Living Room of Satoshi (LRoS) – a Brisbane-based startup which CoinReport profiled last fall – was forced to halt operations in October after the ATO ruling made the company unviable. (The company later resumed business in December).
At the time LRoS operations was halted, co-founder Daniel Alexiuc had posted on the company website a notice stating the ATO ruling “makes it economically infeasible for any Australian-based business to use bitcoin as the currency that it was designed to be.” The notice linked to a website critical of the policy called “No Double GST for Bitcoin.” Opponents to the ruling have argued that it is a massive setback for local Bitcoin exchanges, is unintentionally anti-consumer, negatively impacts the Bitcoin community as a whole, and will likely set back adoption of the digital currency by several years.
Alexiuc told the Financial Review last fall that the Senate inquiry would be a welcome framework for businesses looking to use Bitcoin.
Tan, CoinJar’s CEO, told the newspaper this week that “if [Bitcoin] is defined as a global currency, this would be a positive step to encourage the bitcoin market to continue innovating. The Australian bitcoin market will significantly improve.”
Senator Sam Dastyari, who led the inquiry, told the Financial Review the states do not stand to lose a significant amount from revising the GST rules for digital currencies, and that resultant benefits should help brush off any resistance to change.
“The amount of revenue in question is negligible,” Dastyari said. “The opportunity for trade, investment, high salaries and world-leading skills are far more important, and I urge the states to work with the Commonwealth to make what amounts to simple change.”
He added, “Without a doubt, the main benefit will be the confidence and certainty that removing the GST will provide to our own digital entrepreneurs, and the foreign businesses who want to set up here…The Treasury ministers need to work with the states to make the changes necessary to bring our legislation into the 21st century.”

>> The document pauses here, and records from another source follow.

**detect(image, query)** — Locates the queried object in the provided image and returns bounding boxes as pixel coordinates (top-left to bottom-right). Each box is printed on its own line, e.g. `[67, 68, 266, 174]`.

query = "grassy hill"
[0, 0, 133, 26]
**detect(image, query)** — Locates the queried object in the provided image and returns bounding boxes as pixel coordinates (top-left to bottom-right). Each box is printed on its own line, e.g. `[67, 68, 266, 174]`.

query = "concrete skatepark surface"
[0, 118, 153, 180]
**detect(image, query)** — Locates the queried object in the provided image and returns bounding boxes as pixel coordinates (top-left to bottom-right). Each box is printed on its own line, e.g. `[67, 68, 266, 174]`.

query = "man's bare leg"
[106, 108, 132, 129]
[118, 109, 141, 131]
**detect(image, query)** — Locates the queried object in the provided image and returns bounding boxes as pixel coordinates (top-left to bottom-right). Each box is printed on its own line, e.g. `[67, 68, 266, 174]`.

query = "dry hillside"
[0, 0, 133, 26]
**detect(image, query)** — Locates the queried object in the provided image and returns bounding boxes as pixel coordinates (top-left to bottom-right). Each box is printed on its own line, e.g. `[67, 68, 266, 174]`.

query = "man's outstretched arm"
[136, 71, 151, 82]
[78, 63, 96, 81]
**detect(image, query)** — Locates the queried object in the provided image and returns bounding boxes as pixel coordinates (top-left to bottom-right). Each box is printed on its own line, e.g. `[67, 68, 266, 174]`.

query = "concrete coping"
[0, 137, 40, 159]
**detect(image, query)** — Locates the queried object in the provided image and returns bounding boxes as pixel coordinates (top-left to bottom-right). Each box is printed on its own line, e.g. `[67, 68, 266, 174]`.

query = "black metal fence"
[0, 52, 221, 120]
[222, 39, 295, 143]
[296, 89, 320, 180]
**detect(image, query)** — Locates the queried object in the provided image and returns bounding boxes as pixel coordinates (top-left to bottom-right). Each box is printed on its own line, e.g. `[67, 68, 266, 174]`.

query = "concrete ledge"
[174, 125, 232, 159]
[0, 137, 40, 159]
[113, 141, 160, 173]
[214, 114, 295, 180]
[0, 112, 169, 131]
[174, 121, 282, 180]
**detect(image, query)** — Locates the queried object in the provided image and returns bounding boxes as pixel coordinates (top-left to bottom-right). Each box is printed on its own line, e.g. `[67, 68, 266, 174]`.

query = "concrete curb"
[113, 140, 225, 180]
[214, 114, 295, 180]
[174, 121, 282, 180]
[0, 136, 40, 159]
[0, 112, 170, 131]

In an article about the Senate report, ZDNet reported while the document said there was consensus that digital currencies should be exempt from GST, it was cautious with respect to treating Bitcoin for the purposes of income tax and fringe benefits, and suggested that digital currencies should be included in the federal government’s taxation white paper.
The committee also said that while digital currency use is in its infancy, it supports a self-regulation approach, backing the Australia Digital Currency Commerce Association in developing a set of industry best practices, as well as the formation of a Digital Economy Taskforce to gather information to allow regulators to determine when to introduce regulation.
“This self-regulation model should be developed in consultation with government agencies, as well [as with] relevant stakeholders in the banking, finance, and payment sectors. The committee considers that this will ensure that business are prepared for regulatory oversight in the future as the industry expands and grows,” said the committee, as reported by ZDNet.